J'aime Le Super Bowl

News & Trends

Afganis call it "the donkey's game" and laugh at it because the ball is shaped like a fruit called kharboozah. Nonetheless, the Super Bowl has become a worldwide event: 800 million people in 147 countries watched last year's game, 85 percent of them outside the U.S. Why so much global interest in what one New Zealander dismisses as "big padded men crashing into other big padded men"?

When PT posed this question overseas via the Internet, we found that foreign viewers cared more about the surrounding hoopla than about the sport itself. "All of American culture is summed up in three hours," wrote Londoner Allstair Jeffs. "People in developing countries are fascinated by the technology used in the telecast," added Jai Maharaj from India. As for the actual game, most respondents disliked what one Belgian dubbed its interruptions continues, preferring the non-stop action of soccer.

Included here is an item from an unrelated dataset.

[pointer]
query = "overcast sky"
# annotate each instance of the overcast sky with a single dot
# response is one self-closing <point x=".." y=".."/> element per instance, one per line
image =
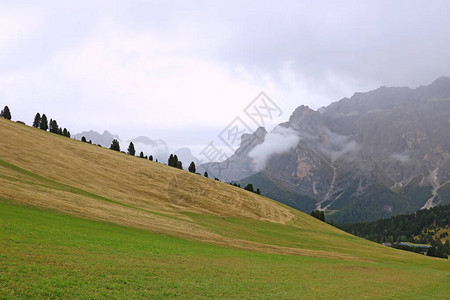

Why is the staccato pace of football more acceptable to Americans? Perhaps because it jibes with our sense of time, suggests Robert Levine, Ph.D., a psychologist at California State University, Fresno. "Soccer games [slowly] build to a crescendo and finally the goal comes," says Levine. "There is something primal about this rhythm; countries that appreciate soccer value it. In America, we need constant stimulation and change."